INTACTO
# stars based on 4 stars: 2.5 Reviewed by: Harvey Karten Lions Gate Films Directed by: Juan Carlos Fresnadillo Written by: Juan Carlos Fresnadillo, Andres M. Koppel Cast: Leonardo Sbaraglia, Eusebio Poncela, Monica Lopez, Antonio Dechent, Max von Sydow Screened at: Preview 9, NYC, 10/28/02
Luck is not usually a win-win situation. For example, if six people are playing the roulette wheel and all six win, the house loses. If most of the people in the casino are getting three lemons lined up in a row and the coins are furiously dropping, once again the house loses. One person's joy, then, is another's pain. So it is with Juan Carlos Fresnadillo's feature debut, "Intacto," in English "Intact," implying that some people will remain intact while others break apart. Think of Lindsay Anderson's "O Lucky Man!", a 1973 British allegory about a young coffee salesman who pushes his way to the top only to fall and rise again. But Anderson's first-class parable, which featured some top performances from Malcolm McDowell and Rachel Roberts, was unpretentious. By contrast, "Intacto" may score high on visuals, illustrating what tourists recall as the sunny playland of Spain's island of Tenerife as a seedy chamber of noir, but the plot is convoluted to the point of incomprehensibility. In fact if the spectators go into the movie withpit a basic idea of its theme, they would probably need a half hour or so to adjust to the concepts of Fresnadillo and Andres M. Koppel's murky story.

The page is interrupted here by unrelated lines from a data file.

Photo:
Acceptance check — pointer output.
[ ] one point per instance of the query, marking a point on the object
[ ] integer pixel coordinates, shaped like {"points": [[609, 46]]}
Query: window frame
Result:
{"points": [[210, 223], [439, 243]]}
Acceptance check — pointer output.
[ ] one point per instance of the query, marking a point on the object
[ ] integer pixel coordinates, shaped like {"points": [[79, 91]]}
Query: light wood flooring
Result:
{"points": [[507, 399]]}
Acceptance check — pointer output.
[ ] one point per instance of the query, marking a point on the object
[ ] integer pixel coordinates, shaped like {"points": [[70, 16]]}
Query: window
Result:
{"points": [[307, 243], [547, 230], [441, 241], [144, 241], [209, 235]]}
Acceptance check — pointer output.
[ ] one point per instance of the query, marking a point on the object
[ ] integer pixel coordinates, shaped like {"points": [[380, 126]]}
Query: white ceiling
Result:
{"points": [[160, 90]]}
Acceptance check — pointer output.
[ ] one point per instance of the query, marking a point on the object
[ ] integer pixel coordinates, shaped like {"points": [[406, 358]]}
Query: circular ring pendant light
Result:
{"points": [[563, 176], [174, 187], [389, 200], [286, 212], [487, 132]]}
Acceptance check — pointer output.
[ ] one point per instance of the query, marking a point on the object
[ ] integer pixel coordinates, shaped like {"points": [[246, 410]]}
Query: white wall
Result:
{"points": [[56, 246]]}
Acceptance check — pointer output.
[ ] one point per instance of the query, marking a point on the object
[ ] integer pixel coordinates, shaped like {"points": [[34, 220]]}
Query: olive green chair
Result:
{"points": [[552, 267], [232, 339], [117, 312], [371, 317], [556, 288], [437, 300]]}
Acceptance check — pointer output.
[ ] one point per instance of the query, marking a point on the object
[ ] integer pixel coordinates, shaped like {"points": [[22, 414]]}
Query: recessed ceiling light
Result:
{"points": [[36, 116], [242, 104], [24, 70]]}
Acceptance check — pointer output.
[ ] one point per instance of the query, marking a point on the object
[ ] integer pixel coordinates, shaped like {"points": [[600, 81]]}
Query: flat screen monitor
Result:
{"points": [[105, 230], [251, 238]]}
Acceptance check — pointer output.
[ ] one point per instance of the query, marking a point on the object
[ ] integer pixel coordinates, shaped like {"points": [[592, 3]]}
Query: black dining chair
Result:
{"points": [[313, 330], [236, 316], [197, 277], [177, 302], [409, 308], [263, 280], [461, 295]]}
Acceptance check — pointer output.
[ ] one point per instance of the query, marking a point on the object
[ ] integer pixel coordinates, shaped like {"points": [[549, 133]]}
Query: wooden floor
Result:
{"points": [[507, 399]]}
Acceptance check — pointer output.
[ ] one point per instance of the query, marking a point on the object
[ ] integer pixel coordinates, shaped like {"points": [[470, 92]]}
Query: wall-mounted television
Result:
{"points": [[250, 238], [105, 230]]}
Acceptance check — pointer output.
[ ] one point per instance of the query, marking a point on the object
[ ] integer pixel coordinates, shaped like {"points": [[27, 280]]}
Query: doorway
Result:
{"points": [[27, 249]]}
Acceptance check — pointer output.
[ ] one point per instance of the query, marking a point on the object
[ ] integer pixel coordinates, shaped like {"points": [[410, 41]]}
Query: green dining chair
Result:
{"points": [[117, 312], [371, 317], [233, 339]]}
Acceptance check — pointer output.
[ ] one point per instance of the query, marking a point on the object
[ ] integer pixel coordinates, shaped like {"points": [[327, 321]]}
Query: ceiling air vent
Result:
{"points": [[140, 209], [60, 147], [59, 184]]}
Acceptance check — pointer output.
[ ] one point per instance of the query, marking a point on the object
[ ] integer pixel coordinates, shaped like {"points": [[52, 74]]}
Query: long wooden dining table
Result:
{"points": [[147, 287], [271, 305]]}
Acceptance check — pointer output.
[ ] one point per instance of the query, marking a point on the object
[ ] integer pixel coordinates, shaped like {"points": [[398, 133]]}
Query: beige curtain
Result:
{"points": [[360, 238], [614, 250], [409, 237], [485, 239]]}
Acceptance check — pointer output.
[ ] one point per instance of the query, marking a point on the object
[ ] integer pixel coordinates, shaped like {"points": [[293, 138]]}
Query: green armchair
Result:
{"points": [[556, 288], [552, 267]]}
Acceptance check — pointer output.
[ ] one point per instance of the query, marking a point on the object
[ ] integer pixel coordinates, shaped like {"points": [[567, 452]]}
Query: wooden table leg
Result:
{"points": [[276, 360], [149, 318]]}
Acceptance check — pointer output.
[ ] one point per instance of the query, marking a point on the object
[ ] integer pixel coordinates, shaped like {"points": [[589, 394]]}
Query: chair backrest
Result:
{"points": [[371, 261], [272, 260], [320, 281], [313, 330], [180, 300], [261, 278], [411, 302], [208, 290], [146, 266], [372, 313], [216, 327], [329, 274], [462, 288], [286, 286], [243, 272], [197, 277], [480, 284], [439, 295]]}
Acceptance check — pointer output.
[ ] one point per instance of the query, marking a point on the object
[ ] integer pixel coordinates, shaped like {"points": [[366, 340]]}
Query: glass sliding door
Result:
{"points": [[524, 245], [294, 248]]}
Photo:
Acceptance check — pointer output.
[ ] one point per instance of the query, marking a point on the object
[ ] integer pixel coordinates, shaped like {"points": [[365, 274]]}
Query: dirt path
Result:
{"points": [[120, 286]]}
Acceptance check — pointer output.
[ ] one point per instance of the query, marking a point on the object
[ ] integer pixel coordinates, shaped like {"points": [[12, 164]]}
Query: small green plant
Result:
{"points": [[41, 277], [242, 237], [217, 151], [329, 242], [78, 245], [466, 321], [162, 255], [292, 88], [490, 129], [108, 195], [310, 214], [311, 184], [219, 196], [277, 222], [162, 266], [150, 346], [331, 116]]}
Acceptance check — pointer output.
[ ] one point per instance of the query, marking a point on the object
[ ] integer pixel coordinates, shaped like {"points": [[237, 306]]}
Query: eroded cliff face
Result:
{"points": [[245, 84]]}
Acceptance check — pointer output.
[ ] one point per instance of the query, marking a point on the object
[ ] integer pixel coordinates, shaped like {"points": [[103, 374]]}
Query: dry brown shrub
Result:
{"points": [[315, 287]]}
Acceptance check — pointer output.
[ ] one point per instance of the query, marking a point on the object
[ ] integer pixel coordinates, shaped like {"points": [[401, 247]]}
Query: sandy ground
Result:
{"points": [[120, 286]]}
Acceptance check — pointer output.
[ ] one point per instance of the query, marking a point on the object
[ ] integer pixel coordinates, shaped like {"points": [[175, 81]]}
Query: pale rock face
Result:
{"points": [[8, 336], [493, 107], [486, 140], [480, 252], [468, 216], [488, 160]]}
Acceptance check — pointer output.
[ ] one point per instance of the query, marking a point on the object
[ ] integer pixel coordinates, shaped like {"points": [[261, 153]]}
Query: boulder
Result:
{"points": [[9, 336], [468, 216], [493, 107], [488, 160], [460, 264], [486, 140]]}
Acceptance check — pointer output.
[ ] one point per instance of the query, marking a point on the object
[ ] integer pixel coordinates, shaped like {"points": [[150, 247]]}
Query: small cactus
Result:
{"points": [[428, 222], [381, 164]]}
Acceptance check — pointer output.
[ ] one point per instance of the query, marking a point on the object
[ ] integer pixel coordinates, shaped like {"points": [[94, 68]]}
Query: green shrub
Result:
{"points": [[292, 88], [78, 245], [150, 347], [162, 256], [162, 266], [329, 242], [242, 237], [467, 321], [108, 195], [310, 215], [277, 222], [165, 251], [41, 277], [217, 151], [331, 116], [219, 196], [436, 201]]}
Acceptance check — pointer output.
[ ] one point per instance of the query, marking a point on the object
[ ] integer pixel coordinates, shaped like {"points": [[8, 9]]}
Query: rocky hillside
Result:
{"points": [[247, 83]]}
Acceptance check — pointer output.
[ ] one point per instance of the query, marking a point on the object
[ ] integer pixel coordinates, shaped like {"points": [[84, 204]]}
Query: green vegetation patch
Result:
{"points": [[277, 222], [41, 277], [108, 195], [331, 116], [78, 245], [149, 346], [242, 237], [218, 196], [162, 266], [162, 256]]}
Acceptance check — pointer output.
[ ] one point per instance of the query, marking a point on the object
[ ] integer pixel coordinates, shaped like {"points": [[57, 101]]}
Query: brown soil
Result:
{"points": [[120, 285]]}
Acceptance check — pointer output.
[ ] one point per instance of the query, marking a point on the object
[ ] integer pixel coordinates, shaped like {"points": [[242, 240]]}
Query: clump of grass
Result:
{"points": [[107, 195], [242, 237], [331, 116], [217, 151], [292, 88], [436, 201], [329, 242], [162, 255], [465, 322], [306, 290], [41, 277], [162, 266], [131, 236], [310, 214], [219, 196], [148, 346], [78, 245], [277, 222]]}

Thematically, Fresnadillo cannot be faulted for taking a gamble on two of literature's biggest themes: survivors' guilt and redemption. The story is anchored by Max von Sydow's performance as Samuel, an elderly man who was the only person in his death camp to survive the Holocaust. Tempting the fates because of his feeling of guilt, he opens a lavish casino whose most interesting game is played in a back room, where for 30 years he successfully (or unsuccessfully if you will) plays a game of Russian roulette, giving each opponent a first shot while then doing likewise with his contestant. When Federico (Eusebio Poncela), a man who possesses a similar luck is cast out, robbed of his gift by his mentor, Sam, he is intent on revenge. He links up with Tomas (Leonardo Sbaraglia), a bank robber who is the sole survivor of a plane crash which killed 237, putting Tomas through various paces that would allow him to challenge and hopefully to kill Sam.
Director Fresnadillo states in his notes that "the inevitable logic of capitalism becomes an extraordinary class struggle between those who possess fortune's treasure and those who don't. While online critic Walter Chaw found the story too conventional for this and other intriguing premises, viewers cannot be blamed for thinking the opposite: that the storyline is too twisted even to the point of opacity to afford the concepts a sense of narrative.